The Global
Scientific Strategy to Cure Hepatitis B
(The ICE-HBV Strategy) by the International
Coalition to Eliminate HBV (ICE-HBV), a global group of researchers,
patient representatives and health organisations, was released on the opening day of The
International Liver Congress in Vienna.
Over 257 million people worldwide are living with chronic hepatitis B infection and over 887,000 die due to the infection each year.
Chronic hepatitis B causes almost 40% of hepatocellular
carcinoma, which is the second leading cause of cancer-related mortality
worldwide.
Hepatitis B infection cannot be cured with current treatments because viral DNA
persists in liver cells even when virus production is suppressed by antiviral
treatment. The virus also causes permanent changes in liver cells that increase
the risk of developing hepatocellular carcinoma even when the hepatitis B virus (HBV)
is fully suppressed.
As in the case of HIV, scientists are pursuing two
approaches to curing hepatitis B infection. One approach is to aim for a
sterilising cure, defined as complete elimination of hepatitis B cccDNA (covalently
closed circular DNA) and integrated DNA from liver cells and
undetectable hepatitis B surface antigen (HBsAg) in the blood.

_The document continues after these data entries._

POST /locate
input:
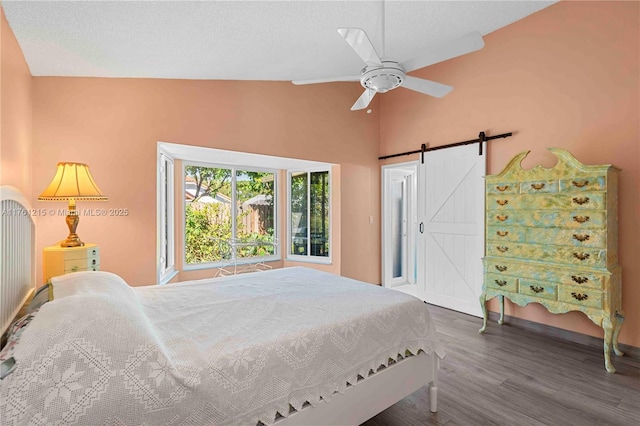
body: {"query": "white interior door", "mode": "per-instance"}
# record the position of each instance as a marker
(399, 224)
(451, 230)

The other
approach is to achieve a functional cure, defined broadly as undetectable HBsAg
or HBV DNA in blood after discontinuation of antiviral treatment.

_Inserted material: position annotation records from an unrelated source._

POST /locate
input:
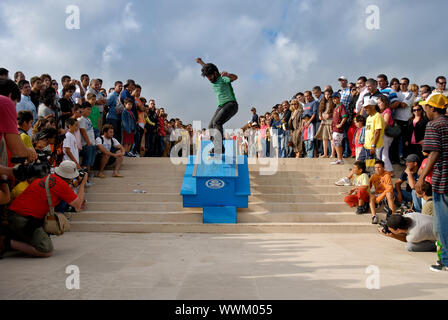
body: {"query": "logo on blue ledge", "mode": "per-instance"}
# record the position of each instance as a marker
(215, 184)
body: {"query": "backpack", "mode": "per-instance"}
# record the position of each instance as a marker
(112, 148)
(119, 107)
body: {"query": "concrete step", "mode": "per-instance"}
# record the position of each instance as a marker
(176, 197)
(256, 188)
(243, 217)
(147, 227)
(253, 206)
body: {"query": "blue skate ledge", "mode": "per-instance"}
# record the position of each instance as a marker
(219, 186)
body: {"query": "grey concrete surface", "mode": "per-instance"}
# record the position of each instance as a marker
(209, 266)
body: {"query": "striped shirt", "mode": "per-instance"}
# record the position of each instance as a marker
(436, 139)
(346, 97)
(390, 93)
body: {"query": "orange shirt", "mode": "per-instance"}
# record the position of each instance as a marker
(383, 185)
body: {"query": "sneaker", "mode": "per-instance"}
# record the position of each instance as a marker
(438, 267)
(366, 208)
(4, 245)
(343, 182)
(387, 210)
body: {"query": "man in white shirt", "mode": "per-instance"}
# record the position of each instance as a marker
(415, 229)
(70, 145)
(362, 88)
(25, 103)
(111, 152)
(441, 86)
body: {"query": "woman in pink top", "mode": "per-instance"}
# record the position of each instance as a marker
(262, 138)
(416, 131)
(384, 105)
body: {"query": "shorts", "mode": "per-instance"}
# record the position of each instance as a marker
(23, 231)
(88, 155)
(128, 138)
(337, 139)
(110, 162)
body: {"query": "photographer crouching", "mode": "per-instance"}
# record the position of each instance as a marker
(416, 229)
(28, 211)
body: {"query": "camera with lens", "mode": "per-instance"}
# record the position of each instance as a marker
(383, 227)
(39, 168)
(82, 173)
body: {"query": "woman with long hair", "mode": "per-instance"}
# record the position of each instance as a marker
(386, 112)
(324, 133)
(295, 122)
(416, 131)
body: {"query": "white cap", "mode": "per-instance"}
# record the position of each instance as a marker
(67, 169)
(370, 102)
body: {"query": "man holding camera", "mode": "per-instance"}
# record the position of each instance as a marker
(112, 152)
(27, 212)
(414, 228)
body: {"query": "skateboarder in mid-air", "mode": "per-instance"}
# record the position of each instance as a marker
(227, 105)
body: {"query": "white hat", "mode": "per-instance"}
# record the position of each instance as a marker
(67, 169)
(370, 102)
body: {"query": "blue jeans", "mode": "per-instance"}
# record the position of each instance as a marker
(441, 222)
(318, 144)
(282, 145)
(418, 205)
(309, 148)
(89, 154)
(347, 152)
(96, 132)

Researchers say that a functional cure seems more achievable
and point to the experience of millions of people who clear acute hepatitis B
infection through a strong immune response within months of exposure. Around
90% of adults exposed to hepatitis B clear acute infection but may
have a small reservoir of hepatitis B-infected cells in the liver.

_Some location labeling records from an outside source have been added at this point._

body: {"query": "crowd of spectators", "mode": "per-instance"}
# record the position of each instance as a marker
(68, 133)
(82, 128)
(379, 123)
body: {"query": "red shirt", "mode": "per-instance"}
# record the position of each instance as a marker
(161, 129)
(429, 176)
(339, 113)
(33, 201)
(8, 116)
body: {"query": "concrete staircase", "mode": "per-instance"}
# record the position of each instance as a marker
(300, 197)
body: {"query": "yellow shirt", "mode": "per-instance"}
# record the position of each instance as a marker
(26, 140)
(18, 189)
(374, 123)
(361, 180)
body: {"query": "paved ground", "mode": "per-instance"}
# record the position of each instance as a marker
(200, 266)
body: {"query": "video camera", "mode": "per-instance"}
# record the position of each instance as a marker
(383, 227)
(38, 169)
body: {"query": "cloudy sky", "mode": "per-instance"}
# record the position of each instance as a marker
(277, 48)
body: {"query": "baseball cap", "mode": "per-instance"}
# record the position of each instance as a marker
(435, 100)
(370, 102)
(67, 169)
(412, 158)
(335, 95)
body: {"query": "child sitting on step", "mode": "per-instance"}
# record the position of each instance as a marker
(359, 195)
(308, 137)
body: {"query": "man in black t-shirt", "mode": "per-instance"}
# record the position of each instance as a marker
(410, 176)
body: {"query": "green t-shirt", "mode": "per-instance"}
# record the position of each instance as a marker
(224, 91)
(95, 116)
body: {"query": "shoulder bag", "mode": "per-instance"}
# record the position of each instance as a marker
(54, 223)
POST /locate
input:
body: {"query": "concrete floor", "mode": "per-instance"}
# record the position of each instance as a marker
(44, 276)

Understanding how immune system control of hepatitis B can be promoted in
people with chronic infection without the need for lifelong treatment is one
aim of the ICE-HBV
Strategy.
In the longer term, scientists need to understand how to
measure HBV cccDNA in cells, how HBV cccDNA interacts with host cells in the
liver and which are the most promising targets to interfere with the cccDNA
lifecycle to reduce levels in liver cells. They also want to understand other
critical steps in the HBV lifecycle, as combination therapies like
those used to cure hepatitis C and suppress HIV will probably be needed to
control or eliminate HBV.
“Curing
hepatitis B is not a pipe dream,” said Sharon
Lewin, Director of the Peter Doherty Institute for Infection and Immunity
at the University of Melbourne, Australia. “While the pharmaceutical industry
will develop novel drugs and evaluate them in clinical trials, we have an
ethical and scientific imperative to
foster collaborations with clinical scientists outside of industry if we are to
see successful drug development, the facilitation of clinical studies, the characterizing
correlates of “cure”, refining treatment endpoints and identifying the best
patients for clinical trials according to the mode of action (MoA) of the
tested drugs. The ICE-HBV Global Scientific Strategy can help make that happen
and get us on the road towards an HBV cure.”
ICE-HBV consists of international scientific working groups
that bring together leaders in HBV virology, immunology, technology and
clinical research, who have worked to identify research priorities to achieve a
safe, scalable and affordable cure for hepatitis B infection.